U.S. Geological Survey Data Series 146
usSEABED: Gulf of Mexico and Caribbean (Puerto Rico and U.S. Virgin Islands) Offshore Surficial Sediment Data Release, version 1.0
dbSEABED is an information processing system, that can perform statistical and individual tests of accuracy across the range of output parameters.
In the case of the thousands of samples where both analytical and descriptive data exists, a statistical comparison can be made between the EXT and PRS data outputs. The results of this calibration are an overall guide to the accuracy of the regional mappings, and a highlighting of areas and issues in the data where improvements can be made. Those improvements involve both the analytical and descriptive raw input data. For example, grain size analyses that appear to be the whole sediment, but are actually the sand fraction or analyses where gravel / shell have been omitted from an analysis.

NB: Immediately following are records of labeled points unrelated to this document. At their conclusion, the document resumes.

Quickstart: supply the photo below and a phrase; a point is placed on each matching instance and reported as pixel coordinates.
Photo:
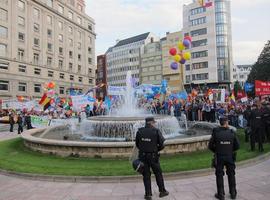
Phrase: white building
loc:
(43, 41)
(151, 64)
(210, 28)
(126, 56)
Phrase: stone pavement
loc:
(253, 183)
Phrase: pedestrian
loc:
(149, 141)
(224, 144)
(11, 122)
(20, 124)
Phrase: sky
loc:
(120, 19)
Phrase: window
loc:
(61, 9)
(62, 76)
(49, 20)
(3, 50)
(22, 87)
(49, 33)
(36, 13)
(4, 85)
(70, 54)
(21, 5)
(22, 68)
(70, 66)
(89, 60)
(36, 58)
(3, 32)
(3, 15)
(70, 29)
(201, 65)
(60, 64)
(37, 71)
(49, 61)
(49, 3)
(20, 54)
(21, 21)
(36, 27)
(50, 73)
(198, 21)
(61, 90)
(21, 37)
(37, 88)
(89, 50)
(79, 20)
(70, 42)
(61, 50)
(49, 45)
(4, 66)
(60, 37)
(198, 10)
(199, 54)
(79, 35)
(36, 42)
(70, 15)
(199, 43)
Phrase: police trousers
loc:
(151, 161)
(229, 163)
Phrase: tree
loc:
(261, 69)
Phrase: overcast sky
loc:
(119, 19)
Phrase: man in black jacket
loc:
(149, 141)
(224, 143)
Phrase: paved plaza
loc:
(253, 183)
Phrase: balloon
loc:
(181, 46)
(188, 38)
(177, 58)
(187, 55)
(173, 51)
(182, 61)
(174, 65)
(186, 43)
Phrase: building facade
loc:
(43, 41)
(173, 77)
(101, 76)
(151, 64)
(211, 49)
(126, 56)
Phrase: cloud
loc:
(247, 52)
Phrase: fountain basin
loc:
(105, 149)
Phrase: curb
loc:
(124, 179)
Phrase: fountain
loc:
(113, 136)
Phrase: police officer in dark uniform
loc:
(149, 141)
(257, 127)
(224, 143)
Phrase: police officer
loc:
(224, 143)
(257, 127)
(149, 141)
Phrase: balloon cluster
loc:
(180, 57)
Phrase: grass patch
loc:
(14, 156)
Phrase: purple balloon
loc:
(174, 65)
(186, 43)
(183, 61)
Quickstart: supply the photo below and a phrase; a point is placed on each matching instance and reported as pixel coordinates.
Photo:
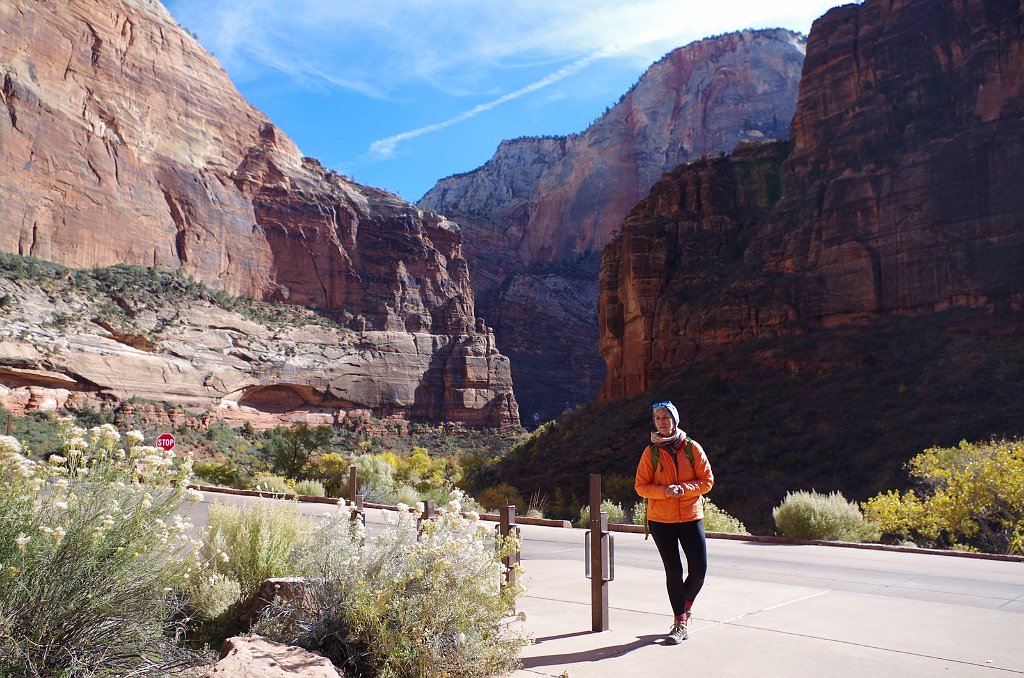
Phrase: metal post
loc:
(428, 513)
(357, 510)
(506, 528)
(598, 583)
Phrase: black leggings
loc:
(690, 536)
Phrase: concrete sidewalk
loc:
(753, 628)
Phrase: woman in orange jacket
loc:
(675, 511)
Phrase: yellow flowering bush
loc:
(423, 598)
(971, 496)
(91, 549)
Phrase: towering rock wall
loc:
(900, 196)
(538, 214)
(123, 141)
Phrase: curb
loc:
(639, 530)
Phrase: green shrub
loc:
(269, 482)
(404, 495)
(615, 513)
(972, 497)
(500, 496)
(90, 557)
(332, 469)
(402, 606)
(224, 475)
(310, 489)
(811, 515)
(252, 544)
(639, 513)
(374, 476)
(718, 520)
(212, 595)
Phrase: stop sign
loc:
(165, 441)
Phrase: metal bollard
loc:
(600, 557)
(508, 527)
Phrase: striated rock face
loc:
(537, 216)
(900, 196)
(123, 141)
(56, 351)
(662, 301)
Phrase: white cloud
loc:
(467, 48)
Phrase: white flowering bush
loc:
(419, 599)
(251, 544)
(91, 551)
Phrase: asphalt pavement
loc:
(775, 609)
(767, 609)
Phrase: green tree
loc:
(289, 450)
(970, 497)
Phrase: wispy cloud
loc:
(461, 48)
(383, 149)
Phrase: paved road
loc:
(770, 609)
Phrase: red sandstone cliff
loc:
(901, 197)
(538, 214)
(123, 141)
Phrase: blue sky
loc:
(399, 93)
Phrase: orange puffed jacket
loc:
(696, 480)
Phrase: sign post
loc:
(165, 441)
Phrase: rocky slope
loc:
(826, 308)
(123, 141)
(538, 214)
(900, 197)
(69, 341)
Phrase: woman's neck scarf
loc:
(671, 441)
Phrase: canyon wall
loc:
(122, 140)
(899, 195)
(539, 213)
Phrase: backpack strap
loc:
(654, 453)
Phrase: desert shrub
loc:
(374, 476)
(500, 495)
(252, 544)
(404, 495)
(224, 475)
(289, 450)
(812, 515)
(970, 496)
(332, 469)
(718, 520)
(638, 514)
(90, 556)
(615, 513)
(402, 606)
(310, 489)
(423, 472)
(269, 482)
(210, 596)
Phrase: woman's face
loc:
(663, 422)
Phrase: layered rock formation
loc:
(900, 197)
(123, 141)
(61, 347)
(538, 214)
(824, 309)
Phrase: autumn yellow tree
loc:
(970, 497)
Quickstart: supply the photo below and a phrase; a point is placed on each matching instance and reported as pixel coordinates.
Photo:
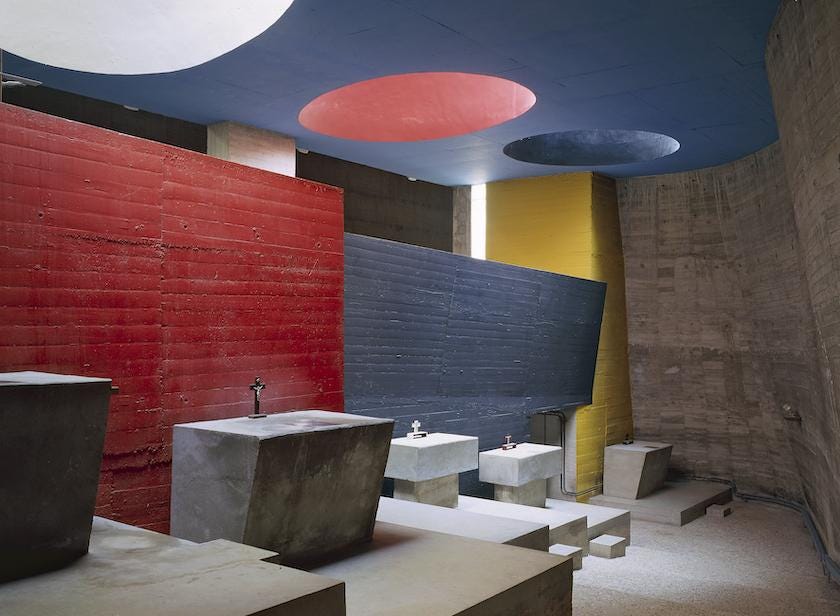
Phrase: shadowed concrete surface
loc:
(758, 561)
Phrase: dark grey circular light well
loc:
(592, 147)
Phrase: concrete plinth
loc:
(425, 470)
(562, 527)
(52, 431)
(464, 524)
(441, 492)
(677, 503)
(519, 475)
(532, 493)
(134, 572)
(410, 572)
(635, 470)
(302, 484)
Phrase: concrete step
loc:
(569, 551)
(607, 546)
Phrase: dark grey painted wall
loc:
(465, 346)
(387, 205)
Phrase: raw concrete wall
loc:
(464, 345)
(178, 275)
(719, 321)
(803, 64)
(385, 205)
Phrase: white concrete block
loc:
(521, 465)
(635, 470)
(569, 551)
(430, 457)
(719, 511)
(607, 546)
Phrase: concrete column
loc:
(251, 146)
(461, 220)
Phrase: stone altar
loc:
(519, 475)
(303, 484)
(53, 432)
(425, 469)
(636, 469)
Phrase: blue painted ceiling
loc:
(692, 69)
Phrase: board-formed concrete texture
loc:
(302, 484)
(51, 441)
(414, 572)
(135, 572)
(600, 520)
(569, 551)
(523, 464)
(442, 491)
(636, 469)
(464, 524)
(431, 457)
(677, 503)
(608, 546)
(567, 528)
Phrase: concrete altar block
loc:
(53, 431)
(519, 475)
(464, 523)
(635, 470)
(135, 572)
(425, 470)
(302, 484)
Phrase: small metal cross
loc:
(257, 386)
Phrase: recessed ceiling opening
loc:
(416, 107)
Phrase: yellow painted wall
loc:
(568, 224)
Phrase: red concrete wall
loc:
(179, 276)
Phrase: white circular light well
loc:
(132, 37)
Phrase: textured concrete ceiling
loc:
(692, 69)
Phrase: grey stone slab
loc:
(677, 503)
(433, 456)
(442, 491)
(464, 524)
(409, 571)
(134, 572)
(51, 440)
(568, 528)
(635, 470)
(302, 484)
(520, 465)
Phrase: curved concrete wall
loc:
(803, 64)
(718, 320)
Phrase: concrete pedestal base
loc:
(442, 491)
(608, 546)
(134, 572)
(532, 493)
(408, 571)
(562, 527)
(677, 503)
(464, 524)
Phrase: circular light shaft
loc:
(592, 148)
(132, 37)
(416, 107)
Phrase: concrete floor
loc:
(759, 561)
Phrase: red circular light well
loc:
(416, 107)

The EXT and PRS outputs are imported into MS Access and links are created between the two files (based usually on the SampleKey). Entries with null values (-99) in either EXT or PRS are eliminated through a query. This query is brought into MS Excel and used to calculate the frequency distribution of deviations ( + and absolute) and plotted for inspection. Percentile statistics are calculated using the absolute deviation at the 50% (Median Absolute Deviation (MAD)), 68% and 95% percentiles (1s, 2s). Examples of the outputs are shown in the description of usSEABED. For most data sets the percentile statistics are 0.4, 0.8 and 4 phi for the 50, 68, and 95% levels, which may be acceptable over such a diverse set of input data sets but can be improved. An example of this analysis is shown in the figure below, for a data set which is under improvement.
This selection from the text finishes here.